Back on Bonthe Island, a slave ship rusts on the beach, a cotton tree growing up through it. Nearing twilight, the town feels eerie. Old factories and businesses lay derelict. Houses have been repeatedly patched up and added to over the years, with higgledy-piggledy two- and three-storey buildings creating a filmset look, half-western, half- Shire. During the civil war, this place was a ghost town. It still feels like that, just with people in it now.
Walking down one street past a roofless church, overgrown with weeds, teacher and former mayor Michael Garrick approaches. He’s taught at St Joseph’s school in the town since 1983. Garrick walks around to the local Catholic church, called, rather unbelievably, St Patrick’s, complete with a statue of the saint in the porch. “We were trying to move forward,” Garrick says, “and Ebola dragged us back.”

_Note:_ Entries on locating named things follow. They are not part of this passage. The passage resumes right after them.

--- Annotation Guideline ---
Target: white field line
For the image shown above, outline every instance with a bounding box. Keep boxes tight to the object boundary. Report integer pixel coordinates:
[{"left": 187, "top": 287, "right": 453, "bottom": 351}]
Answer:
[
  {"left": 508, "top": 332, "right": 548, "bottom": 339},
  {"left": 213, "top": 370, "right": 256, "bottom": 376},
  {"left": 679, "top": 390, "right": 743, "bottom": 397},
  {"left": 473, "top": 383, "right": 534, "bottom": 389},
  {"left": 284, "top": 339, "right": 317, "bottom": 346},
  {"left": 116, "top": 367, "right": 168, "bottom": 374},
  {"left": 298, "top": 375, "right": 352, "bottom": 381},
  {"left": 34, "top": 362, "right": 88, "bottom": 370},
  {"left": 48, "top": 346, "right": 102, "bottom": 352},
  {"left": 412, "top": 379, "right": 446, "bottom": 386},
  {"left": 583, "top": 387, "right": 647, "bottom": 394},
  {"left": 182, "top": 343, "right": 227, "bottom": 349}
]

A canoe at a nearby inlet bares the name ‘God Knows’. A woman who is clearly mentally ill walks by and is described as being possessed by a demon. A young boy with shorts made up more of holes than material, runs down the street smiling. The perfectly round west African sun begins to set, glowing orange. If you squint, the place – the sea, the beach, the jungle – could seem like paradise, but with eyes open it’s a society and a system that’s anything but.
In rural Sierra Leone, the roads are terrible until you near a mining site. Then, the dirt tracks miraculously become flat. Trucks spray water on the roads so the dust doesn’t disrupt their transportation, a gross sort of endeavour when pumps in wells don’t work. Mining company jeeps whizz around these flat, watered roads when a few miles away, health workers can’t afford a bike to get to pregnant women in need. Sierra Leone’s people – and NGOs – are trying very hard. There’s gold and diamonds in the ground, and desperation in the air.